# Hypomel



## Gecko_guy (Feb 28, 2007)

Is there such a thing as a hypomelenistic corn snake. If so what does it look like?


----------



## cornmorphs (Jan 28, 2005)

there is indeed..
this is a hypo motley male


----------



## Gecko_guy (Feb 28, 2007)

mmm, very nice. Which morphs do you need to have to breed them?


----------



## cornmorphs (Jan 28, 2005)

well, with hypo, basically its a normal corn but with a layer of black taken away.. this is called melanin.. thats why its hypomelanistic, meaning less black..
but, despite effectively being a normal, you can do a lot with them, they are very useful for making new morphs.


----------



## Gecko_guy (Feb 28, 2007)

So it's in between a normal and an amelenistic?


----------



## Ssthisto (Aug 31, 2006)

Sort of. 

A "Hypomelanistic" corn snake is an actual simple single recessive, so in order to get a real Hypo you need two parents that carry hypo.


----------



## Lostcorn (Dec 12, 2005)

Our Hypo het lavender


----------



## cornmorphs (Jan 28, 2005)

Ssthisto said:


> Sort of.
> 
> A "Hypomelanistic" corn snake is an actual simple single recessive, so in order to get a real Hypo you need two parents that carry hypo.

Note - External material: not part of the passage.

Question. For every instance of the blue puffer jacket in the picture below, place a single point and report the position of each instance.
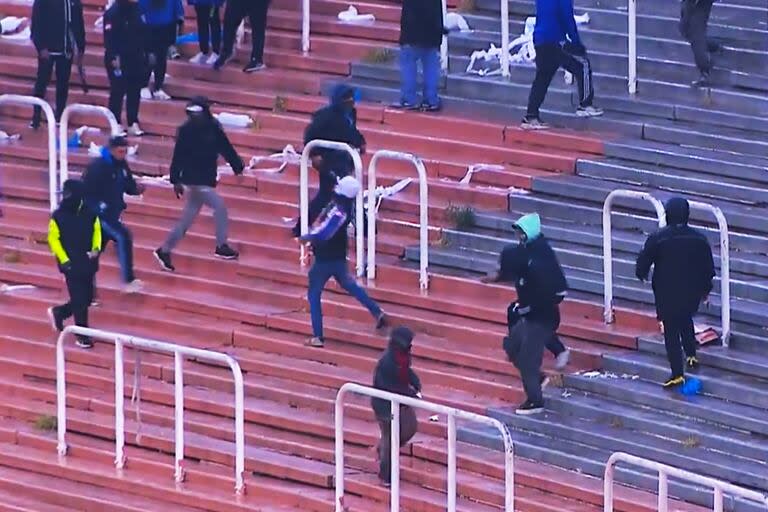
(161, 12)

ah i was just trying to go the easy route


----------



## Ssthisto (Aug 31, 2006)

tokay_gecko_guy said:


> mmm, very nice. Which morphs do you need to have to breed them?

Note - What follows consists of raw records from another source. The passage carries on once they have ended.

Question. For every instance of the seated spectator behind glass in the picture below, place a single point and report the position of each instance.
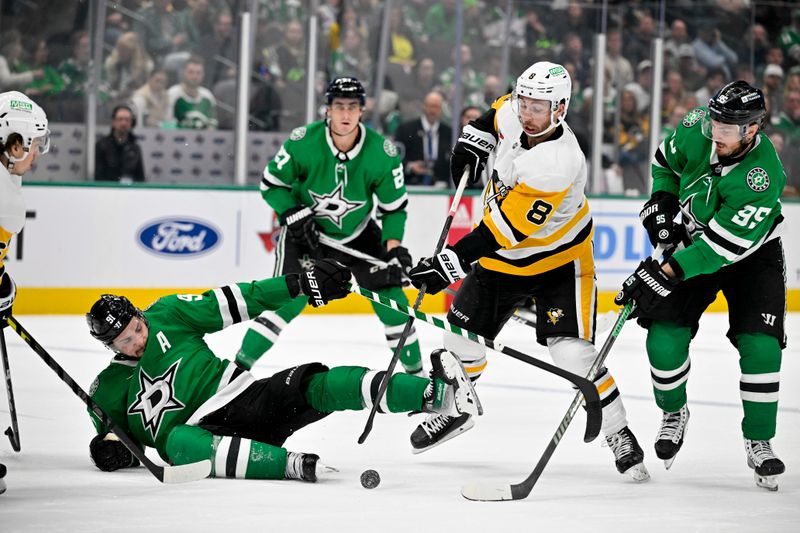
(426, 157)
(711, 52)
(351, 58)
(191, 105)
(789, 38)
(151, 102)
(772, 87)
(127, 67)
(13, 73)
(118, 157)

You could breed hypos from the following:

Normal het hypo X normal het hypo (about 25% will be hypo)
Hypo X hypo = 100% hypo
Hypo X ghost = 100% hypo het anerythristic
Hypo X phantom = 100% hypo het charcoal
Ghost X phantom = 100% hypo het charcoal and anery
Coral Snow X Hypo = 100% hypo het amel, anery

And so on.

The common thread is that both animals need to carry hypo... and that if you want a visual hypo that isn't visual something else (like a ghost) you can't breed two animals that carry the same not-hypo morph.


----------